Virtual handedness could or could not be a reference. We know for a fact two handed (melee weapons) are a concrete game mechanic. Ergo, that is what we should be looking at when another game mechanic refers to "two handed weapon" opposed to "a weapon that takes two hands to use." The wording is distinctly different, and that means something. Bows having explicit rules allowing for something to happen doesn't mean you can "extrapolate" for every other rule that remotely relates to the subject.
That is bad logic. We don't "need" to extrapolate as the rules are already fairly obvious in regards to what they point to. And that doesn't include the category of ranged weapons. If it doesn't include them, there is no valid reason to "extrapolate" past that.
The only reason to "extrapolate" is to bend the rules beyond what they allow. You can make all the logical and reasonable arguments you want, but that still doesn't change the mechanics we actual do have nor the lack of need to push the rules beyond what they state they allow mechanically.

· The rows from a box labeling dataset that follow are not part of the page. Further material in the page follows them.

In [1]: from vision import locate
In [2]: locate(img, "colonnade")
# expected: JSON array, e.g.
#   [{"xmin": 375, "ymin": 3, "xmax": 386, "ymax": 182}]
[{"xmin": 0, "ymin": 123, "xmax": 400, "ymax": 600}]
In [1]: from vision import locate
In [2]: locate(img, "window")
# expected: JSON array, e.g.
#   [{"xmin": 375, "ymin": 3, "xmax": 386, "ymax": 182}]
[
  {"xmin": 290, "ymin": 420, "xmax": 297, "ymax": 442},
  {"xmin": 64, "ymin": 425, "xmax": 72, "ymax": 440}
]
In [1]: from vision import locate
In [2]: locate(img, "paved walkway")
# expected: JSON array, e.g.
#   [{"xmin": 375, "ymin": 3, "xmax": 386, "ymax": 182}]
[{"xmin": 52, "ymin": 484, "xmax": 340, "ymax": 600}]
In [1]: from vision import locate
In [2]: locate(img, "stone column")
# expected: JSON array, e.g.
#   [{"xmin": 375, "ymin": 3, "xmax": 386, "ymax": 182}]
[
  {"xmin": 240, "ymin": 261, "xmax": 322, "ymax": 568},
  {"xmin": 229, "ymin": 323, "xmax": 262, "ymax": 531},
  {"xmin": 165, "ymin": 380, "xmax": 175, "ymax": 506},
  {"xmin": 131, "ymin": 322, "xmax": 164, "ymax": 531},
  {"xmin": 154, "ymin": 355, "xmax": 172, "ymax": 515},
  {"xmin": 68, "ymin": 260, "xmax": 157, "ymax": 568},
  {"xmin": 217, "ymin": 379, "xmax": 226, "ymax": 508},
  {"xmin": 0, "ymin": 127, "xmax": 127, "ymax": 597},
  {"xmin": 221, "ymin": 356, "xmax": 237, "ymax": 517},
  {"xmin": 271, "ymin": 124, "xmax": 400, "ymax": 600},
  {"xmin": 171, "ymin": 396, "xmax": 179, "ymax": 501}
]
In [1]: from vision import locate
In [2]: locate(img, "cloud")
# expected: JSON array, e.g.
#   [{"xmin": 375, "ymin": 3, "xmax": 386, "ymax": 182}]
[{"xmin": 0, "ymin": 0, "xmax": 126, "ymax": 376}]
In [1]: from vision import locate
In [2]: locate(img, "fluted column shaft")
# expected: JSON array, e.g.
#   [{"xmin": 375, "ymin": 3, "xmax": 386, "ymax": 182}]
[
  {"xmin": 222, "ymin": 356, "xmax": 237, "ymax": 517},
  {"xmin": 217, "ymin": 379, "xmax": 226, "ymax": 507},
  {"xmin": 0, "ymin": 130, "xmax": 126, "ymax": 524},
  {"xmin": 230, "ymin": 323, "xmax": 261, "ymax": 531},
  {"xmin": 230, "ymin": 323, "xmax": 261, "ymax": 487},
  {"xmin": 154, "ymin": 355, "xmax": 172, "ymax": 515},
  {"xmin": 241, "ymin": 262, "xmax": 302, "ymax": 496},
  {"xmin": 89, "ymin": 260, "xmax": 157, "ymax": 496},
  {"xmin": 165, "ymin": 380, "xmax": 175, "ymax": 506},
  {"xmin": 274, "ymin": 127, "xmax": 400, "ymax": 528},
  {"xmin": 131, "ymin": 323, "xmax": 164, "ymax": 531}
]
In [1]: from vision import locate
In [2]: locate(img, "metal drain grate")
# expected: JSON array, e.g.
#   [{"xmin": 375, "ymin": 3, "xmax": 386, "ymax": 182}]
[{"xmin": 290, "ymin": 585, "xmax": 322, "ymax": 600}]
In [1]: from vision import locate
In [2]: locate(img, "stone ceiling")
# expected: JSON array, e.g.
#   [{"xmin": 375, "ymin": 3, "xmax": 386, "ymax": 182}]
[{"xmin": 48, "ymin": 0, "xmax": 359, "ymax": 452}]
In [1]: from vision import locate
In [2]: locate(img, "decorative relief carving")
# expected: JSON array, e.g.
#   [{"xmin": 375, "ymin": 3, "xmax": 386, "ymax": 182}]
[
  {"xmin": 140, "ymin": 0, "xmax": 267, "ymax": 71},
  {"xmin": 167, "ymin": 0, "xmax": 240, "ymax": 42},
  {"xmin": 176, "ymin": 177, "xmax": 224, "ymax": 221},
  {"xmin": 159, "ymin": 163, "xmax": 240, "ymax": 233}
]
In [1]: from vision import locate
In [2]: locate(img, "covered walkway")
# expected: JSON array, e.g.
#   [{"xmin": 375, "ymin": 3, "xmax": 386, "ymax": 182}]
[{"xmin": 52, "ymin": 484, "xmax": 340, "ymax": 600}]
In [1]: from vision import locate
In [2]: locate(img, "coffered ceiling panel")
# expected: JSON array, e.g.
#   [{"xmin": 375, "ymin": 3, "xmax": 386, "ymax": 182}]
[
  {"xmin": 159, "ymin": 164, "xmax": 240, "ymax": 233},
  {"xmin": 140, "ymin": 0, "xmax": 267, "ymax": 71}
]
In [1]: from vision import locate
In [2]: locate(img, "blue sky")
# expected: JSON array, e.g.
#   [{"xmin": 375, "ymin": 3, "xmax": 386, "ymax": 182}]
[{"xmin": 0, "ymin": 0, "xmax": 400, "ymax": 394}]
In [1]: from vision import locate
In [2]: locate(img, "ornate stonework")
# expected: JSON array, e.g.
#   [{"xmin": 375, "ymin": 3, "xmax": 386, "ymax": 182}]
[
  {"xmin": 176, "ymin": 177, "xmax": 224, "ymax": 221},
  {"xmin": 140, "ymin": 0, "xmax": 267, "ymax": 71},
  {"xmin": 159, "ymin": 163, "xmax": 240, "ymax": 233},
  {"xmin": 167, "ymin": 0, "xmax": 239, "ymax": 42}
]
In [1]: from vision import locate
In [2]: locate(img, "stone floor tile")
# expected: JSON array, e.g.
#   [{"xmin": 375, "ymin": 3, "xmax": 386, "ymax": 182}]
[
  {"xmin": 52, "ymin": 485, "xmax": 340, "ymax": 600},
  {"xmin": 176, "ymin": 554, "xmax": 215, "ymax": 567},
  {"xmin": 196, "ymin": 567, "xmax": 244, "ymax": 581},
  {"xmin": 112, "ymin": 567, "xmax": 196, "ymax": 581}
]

Incorrect. Reference this FAQ:
The text of the rule is, "The size of a firearm never affects how many hands you need to use to shoot it." The intent of that rule was to prevent a Medium character from using a Small rifle as a one-handed pistol; it wasn’t intended to let a Medium character use a Large, Huge, Gargantuan, or Colossal two-handed firearm as a two-handed weapon. Just like with non-firearms, a creature cannot wield a weapon that’s far too big or small for it. Specifically in the case of firearms, a Medium character can’t use a two-handed firearm sized for a Large or larger creature, and a Small character can’t use a two-handed firearm sized for a Medium or larger creature.
We need some means to determine whether a weapon is far too big or too small when dealing with wrong-sized weapons. Otherwise, a medium creature would be able to wield a colossal longbow.